The show takes a lead from Davis’s critique of the racist and profit-driven US penal system and draws a parallel to political persecution in the GDR. Stötzer’s video Zelle 5 (Cell 5, 1990), for instance, re-enacts the artist’s experience of imprisonment by the Ministry for State Security and recounts how she later led an occupation of their headquarters in Erfurt, after the fall of the Berlin Wall in 1989, to reclaim her agency and the power of protest.

Willi Sitte, Angela Davis und ihre Richter (Angela Davis and her Judges),1971
Willi Sitte, Angela Davis und ihre Richter (Angela Davis and her Judges),1971, oil on canvas.
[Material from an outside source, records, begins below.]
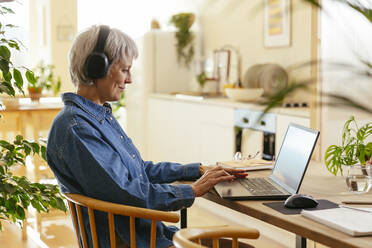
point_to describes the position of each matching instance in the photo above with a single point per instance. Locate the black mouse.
(300, 201)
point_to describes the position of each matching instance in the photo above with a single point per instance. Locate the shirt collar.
(97, 111)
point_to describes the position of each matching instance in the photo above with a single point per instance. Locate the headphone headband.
(97, 63)
(102, 37)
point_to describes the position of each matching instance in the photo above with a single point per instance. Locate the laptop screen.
(294, 156)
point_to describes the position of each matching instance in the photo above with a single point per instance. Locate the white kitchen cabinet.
(187, 132)
(191, 131)
(282, 122)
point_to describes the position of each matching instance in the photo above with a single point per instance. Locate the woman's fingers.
(209, 179)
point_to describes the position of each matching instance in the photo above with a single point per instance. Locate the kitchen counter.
(226, 102)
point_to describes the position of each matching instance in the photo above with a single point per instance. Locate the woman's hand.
(211, 177)
(238, 173)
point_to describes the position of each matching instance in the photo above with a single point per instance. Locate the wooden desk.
(319, 183)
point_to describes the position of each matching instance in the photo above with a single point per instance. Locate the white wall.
(241, 24)
(346, 37)
(47, 41)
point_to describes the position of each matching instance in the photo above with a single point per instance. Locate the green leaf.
(4, 66)
(4, 53)
(43, 152)
(7, 88)
(18, 78)
(30, 77)
(7, 10)
(8, 77)
(20, 213)
(61, 204)
(18, 140)
(35, 147)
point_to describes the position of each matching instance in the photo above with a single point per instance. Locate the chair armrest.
(183, 237)
(120, 209)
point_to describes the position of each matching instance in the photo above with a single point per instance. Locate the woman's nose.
(128, 80)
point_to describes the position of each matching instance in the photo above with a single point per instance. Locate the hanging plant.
(185, 46)
(18, 193)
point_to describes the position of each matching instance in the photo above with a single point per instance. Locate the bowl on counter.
(244, 94)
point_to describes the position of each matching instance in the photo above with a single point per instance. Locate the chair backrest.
(75, 201)
(191, 237)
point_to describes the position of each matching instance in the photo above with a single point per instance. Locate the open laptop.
(288, 172)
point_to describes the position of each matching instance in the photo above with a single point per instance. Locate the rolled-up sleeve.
(166, 172)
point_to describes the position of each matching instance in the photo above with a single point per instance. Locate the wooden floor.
(58, 232)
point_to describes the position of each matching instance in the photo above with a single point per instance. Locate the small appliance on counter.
(253, 134)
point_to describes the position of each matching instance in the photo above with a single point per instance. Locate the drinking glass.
(358, 178)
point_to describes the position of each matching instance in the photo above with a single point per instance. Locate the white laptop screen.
(294, 156)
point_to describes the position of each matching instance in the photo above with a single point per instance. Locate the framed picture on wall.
(277, 28)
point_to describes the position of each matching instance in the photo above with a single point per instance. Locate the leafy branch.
(352, 150)
(185, 47)
(18, 193)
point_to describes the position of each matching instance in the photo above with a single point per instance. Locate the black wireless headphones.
(97, 63)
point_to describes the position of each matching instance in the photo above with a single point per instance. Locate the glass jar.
(359, 179)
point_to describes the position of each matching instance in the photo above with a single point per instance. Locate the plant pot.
(34, 93)
(359, 179)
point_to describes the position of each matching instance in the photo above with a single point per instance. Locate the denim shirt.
(91, 155)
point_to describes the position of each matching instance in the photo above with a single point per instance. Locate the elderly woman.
(90, 154)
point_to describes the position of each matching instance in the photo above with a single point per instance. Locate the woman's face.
(113, 84)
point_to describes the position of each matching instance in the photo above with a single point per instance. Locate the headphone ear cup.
(96, 65)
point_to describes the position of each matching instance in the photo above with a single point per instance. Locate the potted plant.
(42, 78)
(185, 47)
(17, 193)
(354, 151)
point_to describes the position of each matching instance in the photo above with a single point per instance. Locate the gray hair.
(118, 46)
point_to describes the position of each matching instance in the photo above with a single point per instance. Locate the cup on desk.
(359, 179)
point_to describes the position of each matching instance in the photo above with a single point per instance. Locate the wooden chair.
(75, 201)
(191, 237)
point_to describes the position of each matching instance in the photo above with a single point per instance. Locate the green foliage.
(352, 149)
(18, 193)
(44, 78)
(185, 48)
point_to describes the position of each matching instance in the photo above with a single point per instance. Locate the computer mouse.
(300, 201)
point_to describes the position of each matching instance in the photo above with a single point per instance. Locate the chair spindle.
(112, 230)
(81, 226)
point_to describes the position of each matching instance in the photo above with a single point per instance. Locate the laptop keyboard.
(260, 186)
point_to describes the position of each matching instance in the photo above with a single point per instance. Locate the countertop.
(20, 104)
(226, 102)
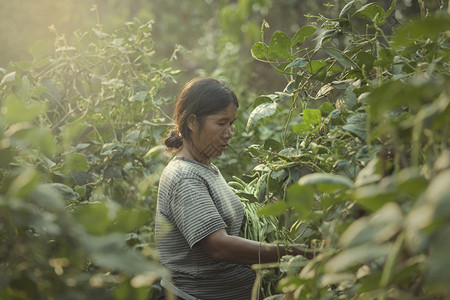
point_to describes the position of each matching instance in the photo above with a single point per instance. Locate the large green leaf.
(273, 209)
(372, 12)
(262, 111)
(356, 124)
(430, 27)
(302, 34)
(301, 198)
(20, 111)
(312, 116)
(259, 50)
(109, 252)
(279, 45)
(325, 182)
(76, 162)
(339, 56)
(379, 227)
(357, 256)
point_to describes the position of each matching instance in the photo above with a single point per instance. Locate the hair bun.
(174, 140)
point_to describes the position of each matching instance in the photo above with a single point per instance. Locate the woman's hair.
(201, 97)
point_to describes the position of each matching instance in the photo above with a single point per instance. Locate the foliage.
(358, 156)
(78, 167)
(352, 155)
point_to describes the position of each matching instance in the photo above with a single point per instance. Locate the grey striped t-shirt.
(194, 200)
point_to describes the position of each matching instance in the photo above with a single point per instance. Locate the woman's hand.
(238, 250)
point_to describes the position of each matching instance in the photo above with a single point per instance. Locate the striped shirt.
(194, 201)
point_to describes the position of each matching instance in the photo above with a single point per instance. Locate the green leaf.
(356, 124)
(76, 162)
(339, 56)
(345, 11)
(430, 27)
(301, 128)
(139, 96)
(302, 34)
(263, 99)
(392, 94)
(365, 59)
(128, 220)
(39, 49)
(323, 36)
(385, 58)
(326, 108)
(298, 62)
(259, 50)
(8, 78)
(17, 110)
(372, 12)
(373, 197)
(93, 217)
(316, 65)
(279, 45)
(301, 198)
(262, 111)
(109, 252)
(272, 209)
(312, 116)
(50, 196)
(273, 145)
(327, 183)
(356, 256)
(378, 227)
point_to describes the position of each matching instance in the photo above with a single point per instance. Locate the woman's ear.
(192, 122)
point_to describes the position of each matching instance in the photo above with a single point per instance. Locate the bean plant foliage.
(78, 129)
(351, 158)
(358, 163)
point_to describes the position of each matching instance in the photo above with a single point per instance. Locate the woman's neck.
(188, 151)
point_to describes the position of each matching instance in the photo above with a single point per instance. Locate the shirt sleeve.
(194, 212)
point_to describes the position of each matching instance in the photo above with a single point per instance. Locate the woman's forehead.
(229, 112)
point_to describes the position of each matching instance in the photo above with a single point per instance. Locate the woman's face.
(211, 138)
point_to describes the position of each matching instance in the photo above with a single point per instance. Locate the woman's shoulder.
(181, 168)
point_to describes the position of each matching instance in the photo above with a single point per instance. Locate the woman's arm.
(238, 250)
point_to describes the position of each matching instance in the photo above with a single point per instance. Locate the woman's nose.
(228, 132)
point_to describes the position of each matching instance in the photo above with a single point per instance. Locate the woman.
(198, 217)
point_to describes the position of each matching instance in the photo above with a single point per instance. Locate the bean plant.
(78, 131)
(358, 166)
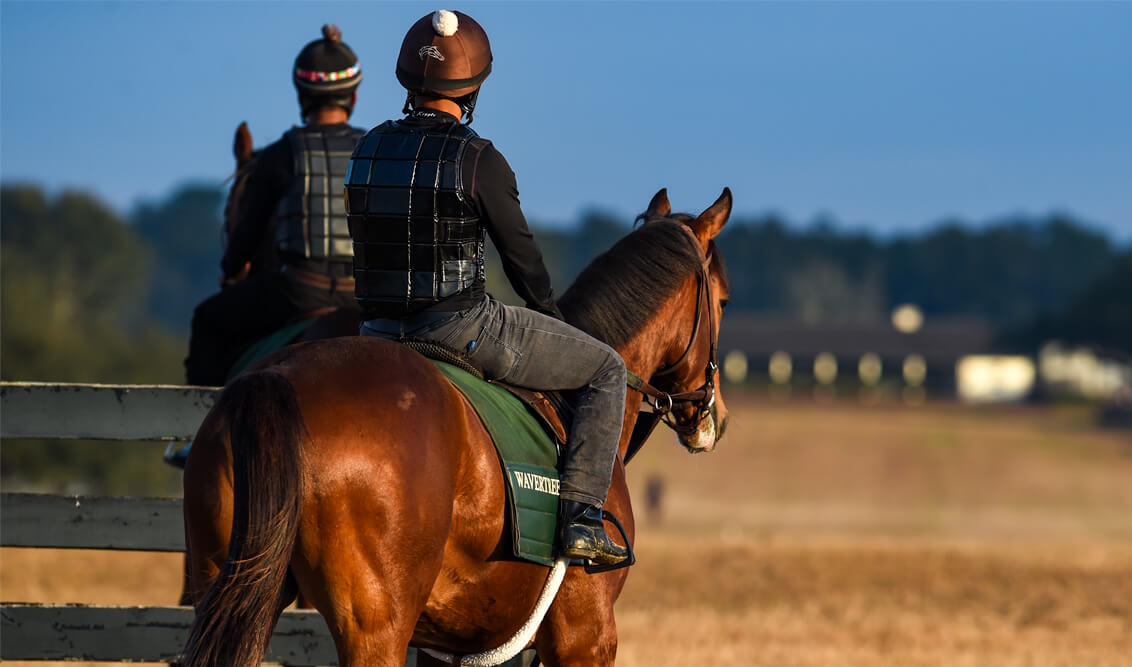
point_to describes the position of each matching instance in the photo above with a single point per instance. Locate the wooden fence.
(101, 633)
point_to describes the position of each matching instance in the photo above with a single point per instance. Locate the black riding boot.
(582, 535)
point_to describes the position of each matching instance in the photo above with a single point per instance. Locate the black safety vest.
(416, 229)
(310, 220)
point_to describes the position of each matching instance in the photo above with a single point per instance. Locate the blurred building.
(924, 356)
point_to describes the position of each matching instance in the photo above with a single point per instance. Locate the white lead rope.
(516, 643)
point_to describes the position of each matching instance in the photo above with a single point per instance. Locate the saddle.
(528, 429)
(549, 407)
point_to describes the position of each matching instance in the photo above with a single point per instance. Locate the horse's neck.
(648, 352)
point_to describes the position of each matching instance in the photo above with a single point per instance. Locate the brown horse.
(352, 471)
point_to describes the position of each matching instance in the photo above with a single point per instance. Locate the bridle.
(702, 399)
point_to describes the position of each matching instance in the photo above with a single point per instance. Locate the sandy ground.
(830, 535)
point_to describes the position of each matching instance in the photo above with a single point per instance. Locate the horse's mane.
(624, 288)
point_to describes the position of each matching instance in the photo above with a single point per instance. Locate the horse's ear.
(711, 221)
(659, 206)
(241, 147)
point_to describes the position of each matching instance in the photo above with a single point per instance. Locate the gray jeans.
(528, 349)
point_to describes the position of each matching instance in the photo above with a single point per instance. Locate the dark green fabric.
(529, 460)
(268, 344)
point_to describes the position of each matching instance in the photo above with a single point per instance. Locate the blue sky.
(882, 116)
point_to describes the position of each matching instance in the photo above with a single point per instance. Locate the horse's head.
(245, 154)
(245, 162)
(689, 372)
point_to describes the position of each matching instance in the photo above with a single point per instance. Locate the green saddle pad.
(268, 344)
(529, 460)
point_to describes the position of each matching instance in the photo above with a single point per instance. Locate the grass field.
(832, 535)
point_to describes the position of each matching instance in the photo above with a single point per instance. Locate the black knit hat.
(326, 71)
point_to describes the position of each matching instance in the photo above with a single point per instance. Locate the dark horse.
(350, 470)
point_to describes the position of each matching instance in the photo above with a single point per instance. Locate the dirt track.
(832, 535)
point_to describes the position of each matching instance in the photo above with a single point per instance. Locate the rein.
(661, 402)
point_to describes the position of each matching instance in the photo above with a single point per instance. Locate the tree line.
(93, 296)
(89, 294)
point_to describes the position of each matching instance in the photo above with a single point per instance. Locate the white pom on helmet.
(445, 23)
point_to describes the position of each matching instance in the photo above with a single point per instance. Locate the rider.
(293, 195)
(421, 191)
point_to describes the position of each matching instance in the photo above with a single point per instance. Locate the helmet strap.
(468, 104)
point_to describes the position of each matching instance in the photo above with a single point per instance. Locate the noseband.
(702, 399)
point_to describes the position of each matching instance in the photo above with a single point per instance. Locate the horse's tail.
(234, 621)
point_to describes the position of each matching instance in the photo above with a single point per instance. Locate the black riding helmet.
(326, 73)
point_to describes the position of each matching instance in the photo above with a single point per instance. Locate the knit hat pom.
(445, 23)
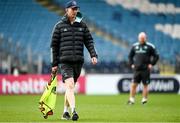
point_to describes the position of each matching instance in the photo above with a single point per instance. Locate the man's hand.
(150, 66)
(94, 60)
(132, 66)
(54, 69)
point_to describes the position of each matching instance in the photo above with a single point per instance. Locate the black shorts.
(69, 70)
(141, 76)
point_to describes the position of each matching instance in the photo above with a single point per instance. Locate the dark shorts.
(141, 76)
(69, 70)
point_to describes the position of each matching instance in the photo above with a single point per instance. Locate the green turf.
(160, 108)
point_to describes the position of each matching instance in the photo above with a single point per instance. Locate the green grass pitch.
(94, 109)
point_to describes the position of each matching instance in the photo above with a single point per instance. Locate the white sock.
(132, 99)
(65, 109)
(144, 99)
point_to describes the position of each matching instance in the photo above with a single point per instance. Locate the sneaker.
(130, 102)
(75, 116)
(66, 116)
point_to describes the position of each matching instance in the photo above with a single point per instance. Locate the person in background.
(143, 55)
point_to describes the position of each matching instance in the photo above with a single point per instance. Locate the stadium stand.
(30, 24)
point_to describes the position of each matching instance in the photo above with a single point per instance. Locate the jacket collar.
(78, 18)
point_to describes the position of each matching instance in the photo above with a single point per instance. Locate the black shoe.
(66, 116)
(75, 116)
(130, 102)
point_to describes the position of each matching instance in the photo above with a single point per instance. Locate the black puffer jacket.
(68, 42)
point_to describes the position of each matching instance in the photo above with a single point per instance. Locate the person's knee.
(69, 84)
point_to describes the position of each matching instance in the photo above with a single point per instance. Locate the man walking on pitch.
(142, 57)
(68, 40)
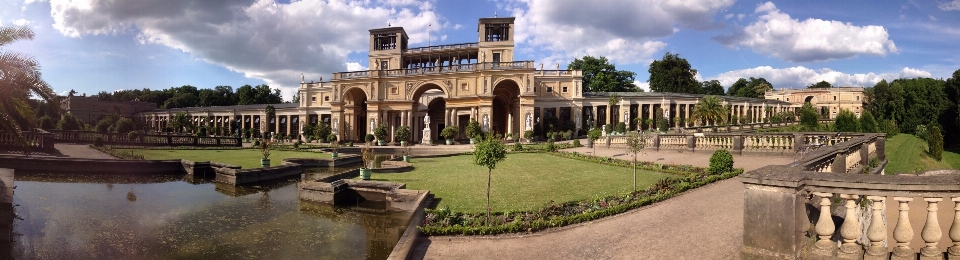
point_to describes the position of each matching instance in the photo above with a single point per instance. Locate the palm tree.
(709, 109)
(19, 79)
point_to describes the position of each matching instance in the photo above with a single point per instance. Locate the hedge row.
(445, 222)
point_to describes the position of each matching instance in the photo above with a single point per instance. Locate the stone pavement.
(705, 223)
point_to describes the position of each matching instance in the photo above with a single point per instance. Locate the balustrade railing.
(143, 140)
(35, 141)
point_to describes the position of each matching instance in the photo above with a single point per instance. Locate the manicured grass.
(523, 181)
(907, 153)
(246, 158)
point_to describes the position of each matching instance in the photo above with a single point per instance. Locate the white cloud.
(643, 85)
(777, 34)
(950, 6)
(801, 77)
(624, 32)
(259, 38)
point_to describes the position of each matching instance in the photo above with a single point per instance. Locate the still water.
(173, 217)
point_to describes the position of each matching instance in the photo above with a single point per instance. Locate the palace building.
(429, 88)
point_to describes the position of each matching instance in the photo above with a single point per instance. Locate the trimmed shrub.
(720, 162)
(935, 143)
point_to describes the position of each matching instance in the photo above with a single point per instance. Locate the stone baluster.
(877, 232)
(931, 233)
(903, 233)
(954, 251)
(825, 226)
(850, 230)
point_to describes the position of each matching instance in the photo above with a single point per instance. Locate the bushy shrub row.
(445, 222)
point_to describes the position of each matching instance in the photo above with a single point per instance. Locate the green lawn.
(523, 181)
(246, 158)
(906, 153)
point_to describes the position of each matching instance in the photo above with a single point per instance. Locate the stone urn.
(265, 162)
(365, 173)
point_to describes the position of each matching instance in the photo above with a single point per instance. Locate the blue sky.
(93, 46)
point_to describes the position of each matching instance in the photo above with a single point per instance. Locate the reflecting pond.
(174, 217)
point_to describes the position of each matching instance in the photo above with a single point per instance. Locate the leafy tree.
(69, 122)
(601, 76)
(20, 78)
(868, 123)
(846, 121)
(181, 121)
(712, 87)
(673, 74)
(709, 110)
(488, 153)
(809, 118)
(935, 143)
(821, 84)
(635, 144)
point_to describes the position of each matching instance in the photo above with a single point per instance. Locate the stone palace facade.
(438, 86)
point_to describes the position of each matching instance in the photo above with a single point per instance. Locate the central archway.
(355, 110)
(506, 108)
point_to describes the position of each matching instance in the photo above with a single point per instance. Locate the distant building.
(91, 109)
(829, 101)
(428, 88)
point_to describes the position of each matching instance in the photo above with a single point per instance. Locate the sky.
(95, 45)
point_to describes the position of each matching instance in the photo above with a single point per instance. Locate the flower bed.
(445, 222)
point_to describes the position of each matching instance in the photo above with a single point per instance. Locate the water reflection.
(168, 217)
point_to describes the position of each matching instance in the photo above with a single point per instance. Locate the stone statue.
(529, 122)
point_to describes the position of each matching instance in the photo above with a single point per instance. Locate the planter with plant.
(265, 150)
(403, 134)
(448, 133)
(369, 139)
(368, 155)
(381, 134)
(474, 131)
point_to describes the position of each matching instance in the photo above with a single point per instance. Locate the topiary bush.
(935, 143)
(720, 162)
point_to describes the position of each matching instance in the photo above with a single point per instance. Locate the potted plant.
(474, 131)
(368, 155)
(448, 133)
(369, 139)
(406, 154)
(334, 145)
(265, 150)
(402, 133)
(381, 134)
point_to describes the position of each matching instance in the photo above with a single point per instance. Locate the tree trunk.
(489, 176)
(634, 172)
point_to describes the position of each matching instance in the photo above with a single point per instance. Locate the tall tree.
(673, 74)
(709, 110)
(20, 78)
(712, 87)
(821, 84)
(736, 87)
(601, 76)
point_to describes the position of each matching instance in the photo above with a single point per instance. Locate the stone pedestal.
(426, 137)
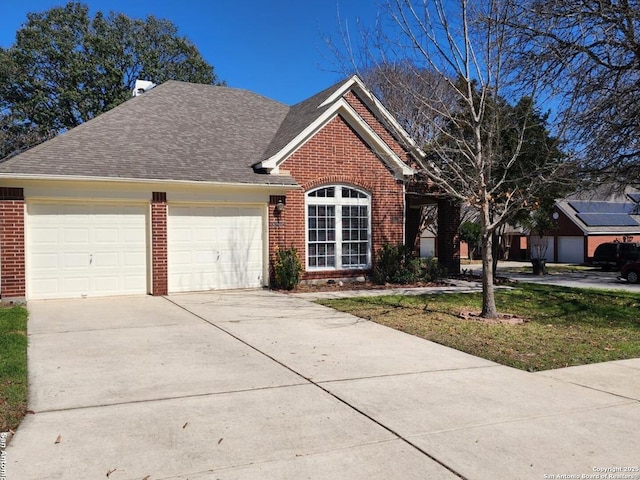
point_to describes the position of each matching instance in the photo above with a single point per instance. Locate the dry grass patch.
(13, 366)
(563, 327)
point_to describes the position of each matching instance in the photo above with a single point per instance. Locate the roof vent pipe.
(142, 86)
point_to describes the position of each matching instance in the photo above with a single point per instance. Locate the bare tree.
(473, 141)
(588, 54)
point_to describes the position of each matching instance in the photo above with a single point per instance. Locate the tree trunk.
(488, 299)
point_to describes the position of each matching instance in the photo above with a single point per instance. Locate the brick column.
(412, 227)
(449, 236)
(159, 270)
(12, 256)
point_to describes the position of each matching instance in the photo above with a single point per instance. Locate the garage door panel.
(86, 249)
(223, 249)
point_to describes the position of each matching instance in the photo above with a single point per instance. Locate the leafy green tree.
(67, 67)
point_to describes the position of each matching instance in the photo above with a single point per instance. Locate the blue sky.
(272, 47)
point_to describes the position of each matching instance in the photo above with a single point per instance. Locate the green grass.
(564, 327)
(13, 366)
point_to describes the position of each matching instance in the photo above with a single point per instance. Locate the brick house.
(192, 187)
(587, 219)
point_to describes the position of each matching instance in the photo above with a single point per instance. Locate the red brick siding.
(337, 155)
(159, 261)
(12, 253)
(371, 120)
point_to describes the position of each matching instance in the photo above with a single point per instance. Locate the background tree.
(588, 55)
(67, 67)
(474, 153)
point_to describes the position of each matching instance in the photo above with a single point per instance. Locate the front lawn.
(13, 366)
(564, 326)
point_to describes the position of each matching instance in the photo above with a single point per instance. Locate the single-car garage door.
(85, 249)
(214, 247)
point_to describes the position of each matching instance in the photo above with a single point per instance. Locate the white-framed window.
(338, 219)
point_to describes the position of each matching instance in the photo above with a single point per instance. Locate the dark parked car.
(631, 271)
(616, 254)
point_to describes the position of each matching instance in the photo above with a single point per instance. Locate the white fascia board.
(341, 107)
(372, 102)
(570, 213)
(50, 178)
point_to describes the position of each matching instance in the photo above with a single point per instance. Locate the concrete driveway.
(253, 385)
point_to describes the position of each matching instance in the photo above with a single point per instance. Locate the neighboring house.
(587, 219)
(192, 187)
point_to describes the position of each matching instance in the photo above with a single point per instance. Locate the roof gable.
(188, 132)
(307, 118)
(176, 131)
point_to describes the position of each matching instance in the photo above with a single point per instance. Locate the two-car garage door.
(95, 249)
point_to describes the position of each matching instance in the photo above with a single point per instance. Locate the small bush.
(398, 264)
(431, 269)
(287, 268)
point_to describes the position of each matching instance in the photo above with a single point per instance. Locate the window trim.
(338, 201)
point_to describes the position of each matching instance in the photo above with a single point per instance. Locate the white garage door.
(85, 249)
(212, 247)
(571, 249)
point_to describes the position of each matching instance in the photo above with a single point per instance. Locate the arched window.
(338, 228)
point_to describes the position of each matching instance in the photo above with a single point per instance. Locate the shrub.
(431, 269)
(398, 264)
(287, 268)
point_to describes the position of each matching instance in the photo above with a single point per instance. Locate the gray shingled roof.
(300, 116)
(177, 131)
Courtesy: the artist © VG Bild-Kunst, Bonn 2020

‘1 Million Roses for Angela Davis’ succeeds in telling a complex geopolitical story of a socialist celebrity cult, fed by dreams of radical solidarity interwoven with cynical political opportunism, and propels it into a present defined by extreme racial injustice, the recent Black Lives Matter movement protests and new forms of grassroots global activism mobilizing against neoliberalism and ascendant fascism.

‘1 Million Roses for Angela Davis’ runs at Kunsthalle im Lipsiusbau, Dresden, until 24 January 2021.

Main image: Margot Honecker, wife of East Germany’s former head of state, Erich Honecker, and Angela Davis at the opening of the 10th World Festival of Youth and Students in East Berlin, 1973. Courtesy: ADN Bildarchiv and Getty Images

Sarah E. James is an art historian and writer based in Frankfurt am Main, Germany. Her next book Paper Revolutions: An Invisible Avant-Garde, is forthcoming from the MIT Press.